Letters to the Editor

Readers condemn State Parks’ plan to develop Oso Flaco for OHV use

File photo of Oso Flaco Lake boardwalk in southernmost San Luis Obispo County.
File photo of Oso Flaco Lake boardwalk in southernmost San Luis Obispo County. jjohnston@thetribunenews.com

‘Disastrous idea’

California State Parks has proposed a new, southern dune buggy entrance to the Off-Highway Recreational Vehicle Area at Oso Flaco Lake.

This is a disastrous idea. It undermines the multi-decade efforts of The Nature Conservancy, the SLO Land Conservancy, the U.S. Fish and Wildlife Service and others in creating the Guadalupe-Nipomo Dunes Preserve, which protects thousands of acres of rare and pristine dunes hosting a multitude of flora and fauna, including the rare snowy plover, least tern and western pond turtle. Oso Flaco Lake is an integral part of the preserve, and State Park’s proposal would not only impair the region’s ecosystem, it also would seriously detract from the fishing and hiking experience there, convert 120 acres of agricultural land and add an off-highway vehicle staging area for increased motorized access to the OHV park.

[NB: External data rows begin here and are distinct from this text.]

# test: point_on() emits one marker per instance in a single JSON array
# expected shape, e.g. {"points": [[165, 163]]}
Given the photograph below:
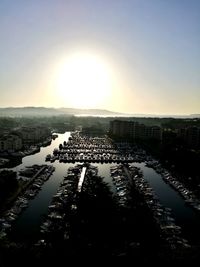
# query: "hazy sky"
{"points": [[143, 55]]}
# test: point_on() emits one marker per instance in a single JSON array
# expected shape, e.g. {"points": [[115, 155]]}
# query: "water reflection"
{"points": [[29, 221]]}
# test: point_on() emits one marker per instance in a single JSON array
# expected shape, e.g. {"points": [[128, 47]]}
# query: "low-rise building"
{"points": [[10, 142]]}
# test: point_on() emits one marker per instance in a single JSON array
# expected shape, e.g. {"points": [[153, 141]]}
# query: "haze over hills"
{"points": [[43, 111]]}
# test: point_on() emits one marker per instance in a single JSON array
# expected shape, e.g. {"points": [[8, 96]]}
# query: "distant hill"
{"points": [[42, 111]]}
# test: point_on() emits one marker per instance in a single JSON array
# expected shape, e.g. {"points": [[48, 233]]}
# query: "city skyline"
{"points": [[123, 56]]}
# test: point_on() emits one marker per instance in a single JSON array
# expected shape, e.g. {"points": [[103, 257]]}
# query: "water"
{"points": [[28, 223], [184, 216]]}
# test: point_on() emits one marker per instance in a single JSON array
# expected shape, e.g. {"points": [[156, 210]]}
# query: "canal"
{"points": [[28, 223]]}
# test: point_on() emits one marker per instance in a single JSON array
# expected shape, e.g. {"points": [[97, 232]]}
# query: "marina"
{"points": [[173, 217]]}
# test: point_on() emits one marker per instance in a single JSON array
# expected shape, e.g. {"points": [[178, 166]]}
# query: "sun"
{"points": [[85, 79]]}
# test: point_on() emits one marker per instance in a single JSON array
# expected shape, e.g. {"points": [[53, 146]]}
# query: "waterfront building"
{"points": [[134, 130]]}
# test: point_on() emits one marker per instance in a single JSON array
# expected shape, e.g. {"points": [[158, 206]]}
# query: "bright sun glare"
{"points": [[85, 80]]}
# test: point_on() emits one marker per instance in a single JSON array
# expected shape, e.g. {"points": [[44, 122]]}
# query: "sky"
{"points": [[132, 56]]}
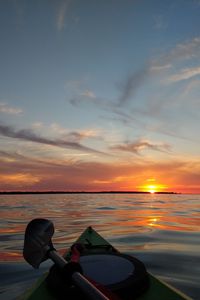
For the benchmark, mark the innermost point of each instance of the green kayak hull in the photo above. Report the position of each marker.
(157, 289)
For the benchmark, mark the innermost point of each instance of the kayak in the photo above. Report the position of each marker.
(122, 274)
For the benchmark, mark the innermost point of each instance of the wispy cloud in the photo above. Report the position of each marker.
(63, 8)
(138, 146)
(185, 74)
(181, 52)
(7, 109)
(29, 135)
(68, 175)
(89, 94)
(159, 22)
(131, 85)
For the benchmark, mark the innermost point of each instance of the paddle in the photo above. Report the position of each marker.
(38, 247)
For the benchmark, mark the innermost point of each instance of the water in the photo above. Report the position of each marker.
(161, 230)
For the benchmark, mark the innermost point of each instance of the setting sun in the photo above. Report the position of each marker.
(153, 187)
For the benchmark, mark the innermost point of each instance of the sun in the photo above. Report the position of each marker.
(153, 187)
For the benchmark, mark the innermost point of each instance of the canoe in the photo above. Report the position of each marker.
(124, 275)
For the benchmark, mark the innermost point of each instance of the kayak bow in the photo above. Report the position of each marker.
(102, 264)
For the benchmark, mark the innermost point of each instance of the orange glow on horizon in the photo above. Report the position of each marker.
(153, 187)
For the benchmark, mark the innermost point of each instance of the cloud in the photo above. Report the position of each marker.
(131, 85)
(159, 22)
(64, 6)
(29, 135)
(140, 145)
(182, 51)
(27, 173)
(89, 94)
(185, 74)
(5, 108)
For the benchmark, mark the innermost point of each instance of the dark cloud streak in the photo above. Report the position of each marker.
(29, 135)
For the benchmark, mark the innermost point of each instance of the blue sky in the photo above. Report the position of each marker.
(99, 95)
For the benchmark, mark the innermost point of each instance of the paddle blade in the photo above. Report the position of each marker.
(37, 241)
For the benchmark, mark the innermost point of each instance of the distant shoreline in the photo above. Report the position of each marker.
(80, 192)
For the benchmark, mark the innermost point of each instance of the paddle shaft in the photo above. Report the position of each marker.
(78, 279)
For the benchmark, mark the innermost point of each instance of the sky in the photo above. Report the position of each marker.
(100, 95)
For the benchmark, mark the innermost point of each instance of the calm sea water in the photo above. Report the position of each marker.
(161, 230)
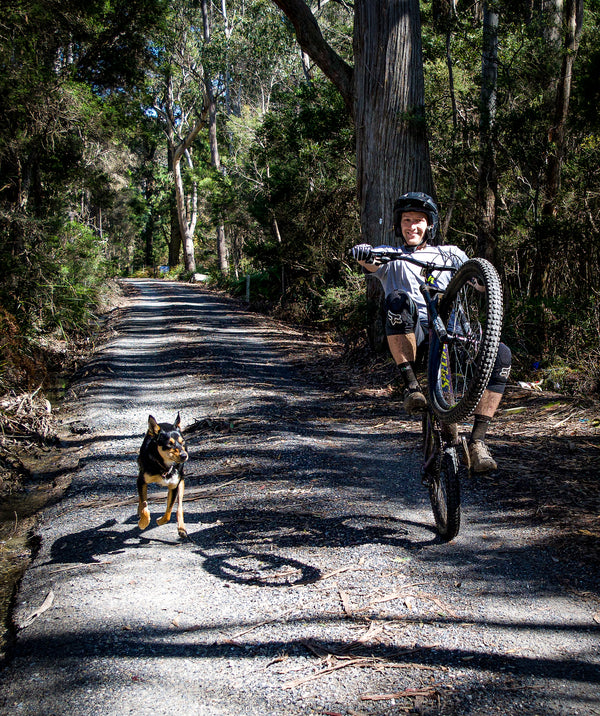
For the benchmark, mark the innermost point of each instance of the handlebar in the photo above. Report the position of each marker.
(384, 256)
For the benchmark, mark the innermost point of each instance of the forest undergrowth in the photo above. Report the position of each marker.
(547, 444)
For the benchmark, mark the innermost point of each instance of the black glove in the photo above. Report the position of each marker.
(362, 252)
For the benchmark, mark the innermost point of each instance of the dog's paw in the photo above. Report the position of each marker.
(144, 520)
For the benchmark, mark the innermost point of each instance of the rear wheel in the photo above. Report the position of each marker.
(459, 369)
(440, 473)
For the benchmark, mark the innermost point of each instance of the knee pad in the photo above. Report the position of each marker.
(501, 370)
(401, 314)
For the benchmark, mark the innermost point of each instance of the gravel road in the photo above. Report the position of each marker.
(312, 581)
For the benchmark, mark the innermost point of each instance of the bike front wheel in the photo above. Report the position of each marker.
(440, 473)
(459, 369)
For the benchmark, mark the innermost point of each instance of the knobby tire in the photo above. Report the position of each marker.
(441, 476)
(459, 371)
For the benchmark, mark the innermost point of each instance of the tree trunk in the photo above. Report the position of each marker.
(487, 183)
(184, 225)
(556, 134)
(385, 95)
(392, 152)
(215, 158)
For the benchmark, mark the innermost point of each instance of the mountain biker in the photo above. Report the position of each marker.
(416, 222)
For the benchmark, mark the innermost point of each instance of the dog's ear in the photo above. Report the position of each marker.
(153, 426)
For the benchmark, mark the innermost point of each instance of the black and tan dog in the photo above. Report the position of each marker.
(161, 460)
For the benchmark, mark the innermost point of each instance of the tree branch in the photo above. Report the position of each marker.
(313, 43)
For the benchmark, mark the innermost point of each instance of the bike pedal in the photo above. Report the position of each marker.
(466, 458)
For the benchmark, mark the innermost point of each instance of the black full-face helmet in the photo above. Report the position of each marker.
(417, 201)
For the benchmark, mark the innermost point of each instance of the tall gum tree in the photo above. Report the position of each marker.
(384, 92)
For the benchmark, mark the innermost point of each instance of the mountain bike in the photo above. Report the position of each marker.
(465, 321)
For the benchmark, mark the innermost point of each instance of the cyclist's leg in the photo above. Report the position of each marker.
(481, 459)
(404, 334)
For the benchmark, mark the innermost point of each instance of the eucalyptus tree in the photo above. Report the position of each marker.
(383, 88)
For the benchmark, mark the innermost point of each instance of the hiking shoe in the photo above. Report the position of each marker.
(414, 401)
(481, 460)
(450, 433)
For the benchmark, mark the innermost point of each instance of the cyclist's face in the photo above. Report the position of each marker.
(414, 226)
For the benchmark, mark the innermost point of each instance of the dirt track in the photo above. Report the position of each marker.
(312, 581)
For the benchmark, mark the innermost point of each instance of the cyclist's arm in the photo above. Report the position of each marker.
(371, 268)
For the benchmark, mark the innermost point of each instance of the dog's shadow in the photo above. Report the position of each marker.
(93, 545)
(238, 547)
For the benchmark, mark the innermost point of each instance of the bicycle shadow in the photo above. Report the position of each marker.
(246, 547)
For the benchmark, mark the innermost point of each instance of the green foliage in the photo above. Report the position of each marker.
(303, 202)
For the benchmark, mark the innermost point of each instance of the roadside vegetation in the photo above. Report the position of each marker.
(175, 139)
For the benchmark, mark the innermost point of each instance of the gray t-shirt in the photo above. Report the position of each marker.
(404, 276)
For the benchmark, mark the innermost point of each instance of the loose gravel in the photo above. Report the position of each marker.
(312, 581)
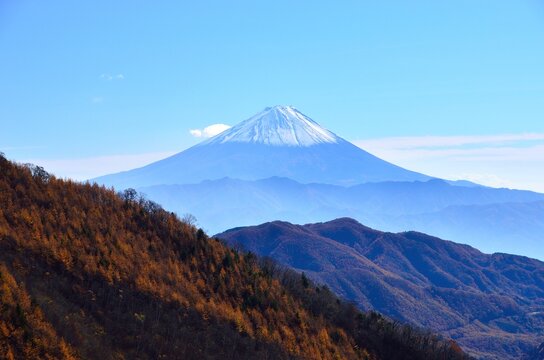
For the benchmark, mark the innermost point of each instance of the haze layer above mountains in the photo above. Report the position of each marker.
(282, 165)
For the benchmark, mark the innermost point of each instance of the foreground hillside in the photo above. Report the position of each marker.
(85, 273)
(493, 305)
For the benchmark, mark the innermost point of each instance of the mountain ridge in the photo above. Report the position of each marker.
(319, 156)
(480, 300)
(89, 273)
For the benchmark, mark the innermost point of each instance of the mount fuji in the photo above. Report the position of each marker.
(280, 141)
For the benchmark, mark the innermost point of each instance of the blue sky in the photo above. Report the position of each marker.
(87, 88)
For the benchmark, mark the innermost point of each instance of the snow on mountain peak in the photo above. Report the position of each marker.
(277, 126)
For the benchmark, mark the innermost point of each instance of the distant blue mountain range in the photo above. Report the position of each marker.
(281, 165)
(493, 220)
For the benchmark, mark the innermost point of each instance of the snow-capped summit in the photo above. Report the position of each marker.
(277, 142)
(279, 126)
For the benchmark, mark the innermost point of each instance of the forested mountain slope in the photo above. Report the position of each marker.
(86, 273)
(493, 305)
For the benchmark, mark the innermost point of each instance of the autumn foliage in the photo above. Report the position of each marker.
(89, 273)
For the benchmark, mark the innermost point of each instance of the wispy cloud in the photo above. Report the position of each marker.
(507, 160)
(91, 167)
(209, 131)
(418, 142)
(110, 77)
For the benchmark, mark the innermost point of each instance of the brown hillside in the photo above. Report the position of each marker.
(85, 273)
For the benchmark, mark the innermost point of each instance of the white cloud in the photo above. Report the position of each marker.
(209, 131)
(511, 160)
(110, 77)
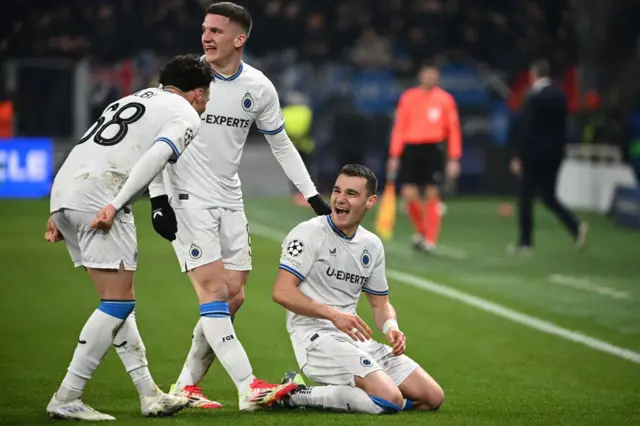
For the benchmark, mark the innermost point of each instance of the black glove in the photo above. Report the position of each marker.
(163, 217)
(319, 206)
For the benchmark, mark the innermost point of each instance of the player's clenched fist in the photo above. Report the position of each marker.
(398, 341)
(104, 219)
(52, 234)
(353, 325)
(163, 217)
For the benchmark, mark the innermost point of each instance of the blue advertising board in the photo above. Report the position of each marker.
(26, 167)
(466, 85)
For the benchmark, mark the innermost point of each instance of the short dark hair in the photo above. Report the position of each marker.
(186, 72)
(358, 170)
(234, 12)
(541, 67)
(429, 64)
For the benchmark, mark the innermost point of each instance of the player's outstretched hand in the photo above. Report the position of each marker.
(52, 234)
(163, 218)
(398, 341)
(319, 206)
(353, 325)
(104, 219)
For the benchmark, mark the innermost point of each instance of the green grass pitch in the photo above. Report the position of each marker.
(494, 371)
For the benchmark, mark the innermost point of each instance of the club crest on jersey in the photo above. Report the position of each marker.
(247, 102)
(365, 258)
(195, 252)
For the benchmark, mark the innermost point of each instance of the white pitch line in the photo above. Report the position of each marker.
(484, 305)
(586, 285)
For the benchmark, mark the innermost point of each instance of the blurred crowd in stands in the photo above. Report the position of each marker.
(349, 59)
(397, 34)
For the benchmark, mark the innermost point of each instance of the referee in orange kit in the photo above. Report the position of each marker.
(426, 117)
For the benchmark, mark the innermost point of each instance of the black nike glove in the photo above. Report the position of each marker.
(163, 217)
(319, 206)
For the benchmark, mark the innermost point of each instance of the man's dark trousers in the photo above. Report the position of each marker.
(543, 177)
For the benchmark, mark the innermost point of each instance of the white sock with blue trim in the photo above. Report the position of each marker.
(133, 354)
(94, 342)
(341, 399)
(199, 359)
(218, 329)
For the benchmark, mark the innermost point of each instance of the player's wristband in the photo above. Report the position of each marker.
(389, 325)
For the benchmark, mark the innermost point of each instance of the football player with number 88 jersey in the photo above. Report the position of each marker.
(197, 203)
(326, 263)
(117, 158)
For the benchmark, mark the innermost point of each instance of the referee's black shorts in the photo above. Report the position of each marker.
(422, 164)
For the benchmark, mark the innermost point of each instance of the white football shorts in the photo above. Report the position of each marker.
(334, 358)
(207, 235)
(98, 249)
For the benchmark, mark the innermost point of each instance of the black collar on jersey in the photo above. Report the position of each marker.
(336, 230)
(233, 77)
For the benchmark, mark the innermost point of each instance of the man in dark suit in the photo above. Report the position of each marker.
(539, 145)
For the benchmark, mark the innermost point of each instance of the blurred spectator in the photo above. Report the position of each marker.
(371, 50)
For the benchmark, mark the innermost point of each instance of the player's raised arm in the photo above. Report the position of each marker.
(377, 291)
(172, 140)
(270, 122)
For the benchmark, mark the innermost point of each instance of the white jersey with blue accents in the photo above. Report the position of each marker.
(207, 175)
(97, 168)
(333, 268)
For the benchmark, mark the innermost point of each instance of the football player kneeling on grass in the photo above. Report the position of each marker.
(326, 263)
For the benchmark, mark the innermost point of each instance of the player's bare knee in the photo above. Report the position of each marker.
(235, 285)
(209, 282)
(380, 386)
(435, 397)
(236, 301)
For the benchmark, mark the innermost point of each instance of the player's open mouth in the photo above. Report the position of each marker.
(341, 212)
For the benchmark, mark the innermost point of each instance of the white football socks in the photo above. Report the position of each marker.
(336, 398)
(94, 342)
(133, 354)
(218, 329)
(199, 359)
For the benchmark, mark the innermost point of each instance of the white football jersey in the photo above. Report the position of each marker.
(207, 175)
(97, 168)
(334, 269)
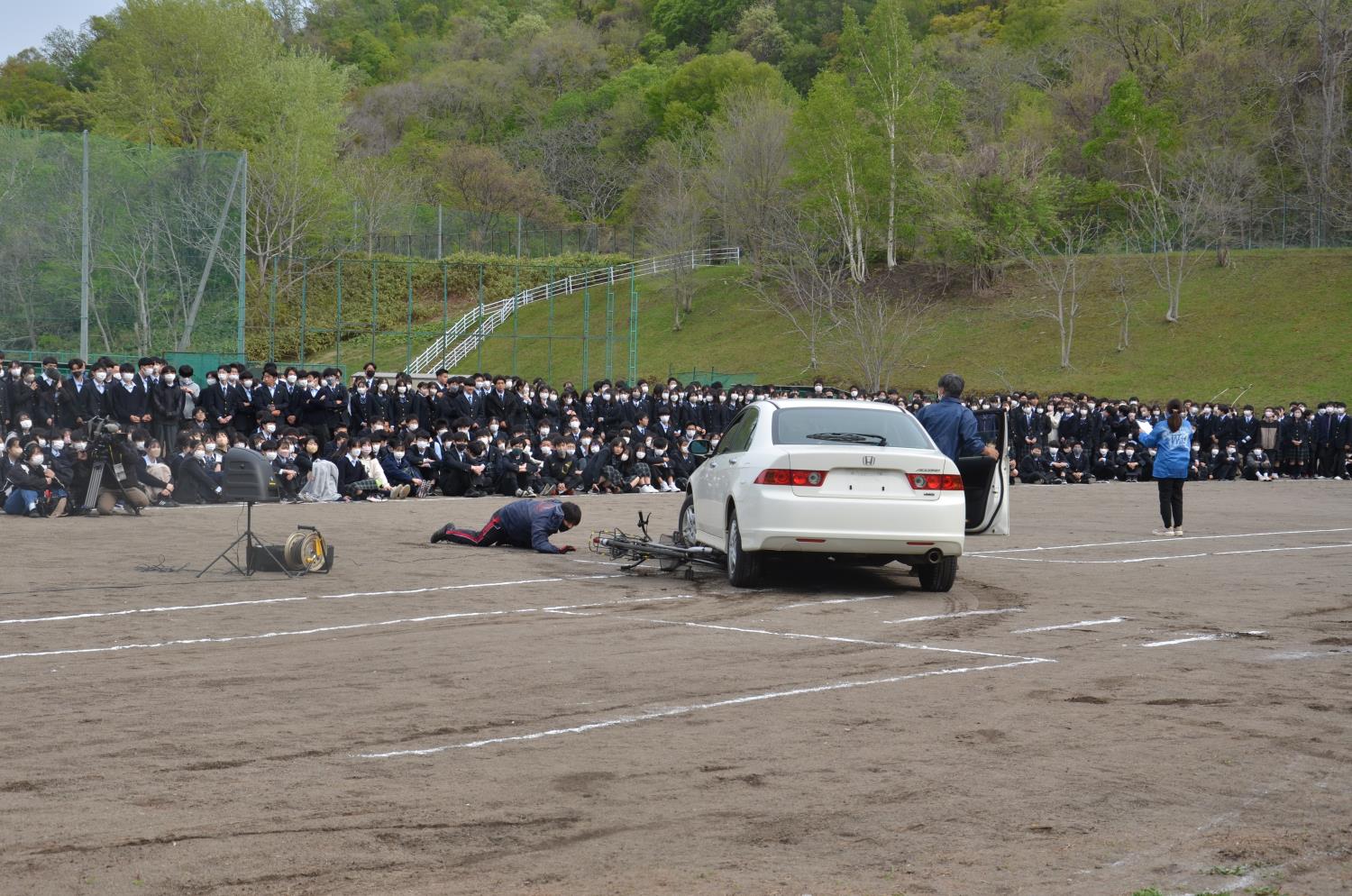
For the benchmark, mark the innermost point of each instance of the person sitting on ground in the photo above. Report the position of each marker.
(34, 489)
(525, 523)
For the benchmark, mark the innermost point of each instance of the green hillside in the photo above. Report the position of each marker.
(1273, 321)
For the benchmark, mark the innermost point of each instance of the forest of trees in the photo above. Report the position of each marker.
(832, 141)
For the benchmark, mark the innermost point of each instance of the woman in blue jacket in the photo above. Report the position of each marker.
(1173, 437)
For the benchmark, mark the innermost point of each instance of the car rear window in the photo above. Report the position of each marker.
(797, 426)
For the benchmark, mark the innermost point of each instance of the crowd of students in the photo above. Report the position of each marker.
(378, 438)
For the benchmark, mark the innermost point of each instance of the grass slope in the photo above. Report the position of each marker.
(1279, 322)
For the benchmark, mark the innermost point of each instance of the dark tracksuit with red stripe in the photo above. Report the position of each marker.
(525, 523)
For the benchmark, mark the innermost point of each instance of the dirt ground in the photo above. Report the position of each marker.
(1090, 709)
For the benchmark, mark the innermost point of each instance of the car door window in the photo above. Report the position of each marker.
(738, 435)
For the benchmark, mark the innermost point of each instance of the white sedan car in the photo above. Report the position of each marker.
(854, 480)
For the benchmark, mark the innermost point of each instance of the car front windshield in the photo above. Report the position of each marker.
(848, 425)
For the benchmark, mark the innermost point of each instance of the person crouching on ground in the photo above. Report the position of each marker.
(525, 523)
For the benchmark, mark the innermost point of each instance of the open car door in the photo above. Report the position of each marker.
(986, 481)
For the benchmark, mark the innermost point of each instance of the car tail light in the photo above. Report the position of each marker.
(935, 481)
(810, 479)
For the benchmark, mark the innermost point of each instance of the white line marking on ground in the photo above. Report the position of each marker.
(283, 600)
(833, 600)
(833, 638)
(1220, 635)
(329, 628)
(959, 615)
(1073, 625)
(1146, 560)
(1132, 560)
(1270, 550)
(1148, 541)
(697, 707)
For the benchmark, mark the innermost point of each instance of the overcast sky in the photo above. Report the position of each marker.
(26, 22)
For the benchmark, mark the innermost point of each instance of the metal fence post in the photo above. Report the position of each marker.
(516, 316)
(272, 313)
(633, 327)
(243, 243)
(408, 340)
(338, 319)
(84, 248)
(479, 337)
(549, 343)
(610, 330)
(375, 306)
(305, 286)
(586, 329)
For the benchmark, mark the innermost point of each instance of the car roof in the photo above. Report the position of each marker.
(829, 403)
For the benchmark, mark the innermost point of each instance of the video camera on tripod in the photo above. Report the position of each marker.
(111, 460)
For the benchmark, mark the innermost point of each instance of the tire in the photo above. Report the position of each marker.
(744, 566)
(938, 576)
(686, 534)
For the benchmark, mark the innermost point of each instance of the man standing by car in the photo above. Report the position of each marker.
(951, 424)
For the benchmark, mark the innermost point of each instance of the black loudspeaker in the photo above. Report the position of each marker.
(246, 477)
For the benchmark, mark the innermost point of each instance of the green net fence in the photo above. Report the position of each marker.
(151, 235)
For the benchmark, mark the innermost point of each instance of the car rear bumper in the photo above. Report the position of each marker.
(854, 526)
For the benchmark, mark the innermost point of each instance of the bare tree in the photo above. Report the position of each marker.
(748, 165)
(1227, 181)
(589, 181)
(675, 210)
(799, 273)
(876, 330)
(1171, 219)
(1057, 265)
(1124, 300)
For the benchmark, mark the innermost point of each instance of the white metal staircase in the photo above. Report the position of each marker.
(479, 322)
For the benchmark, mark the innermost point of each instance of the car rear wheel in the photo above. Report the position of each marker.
(744, 566)
(938, 576)
(686, 534)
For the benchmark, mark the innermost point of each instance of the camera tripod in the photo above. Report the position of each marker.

Visit Oso Flaco Lake and see for yourself why this beautiful area is worth preserving. For more information, see www.oceanodunespwp.com and get your name on the mailing list — please get involved and help prevent this ecological calamity.

Kara A. Woodruff, San Luis Obispo

Bad plan is recycled

Forty years ago I worked with the Dunes Task Force of the local Sierra Club seeking to limit the expansion of the Pismo Beach SVRA into the sensitive habitats surrounding Oso Flaco Lake. We cited the Local Coastal Plan and studies by the California Department of Fish and Game that recognized the Oso Flaco Lake region as the most sensitive and valuable ecological region in California.

We took the director of State Parks on a tour through the area and presented The First Annual Day of the Dunes program, which extolled the virtues of saving the natural resources of the area from further off-road vehicle (ORV) destruction. By 1980, the SVRA shelved its plans.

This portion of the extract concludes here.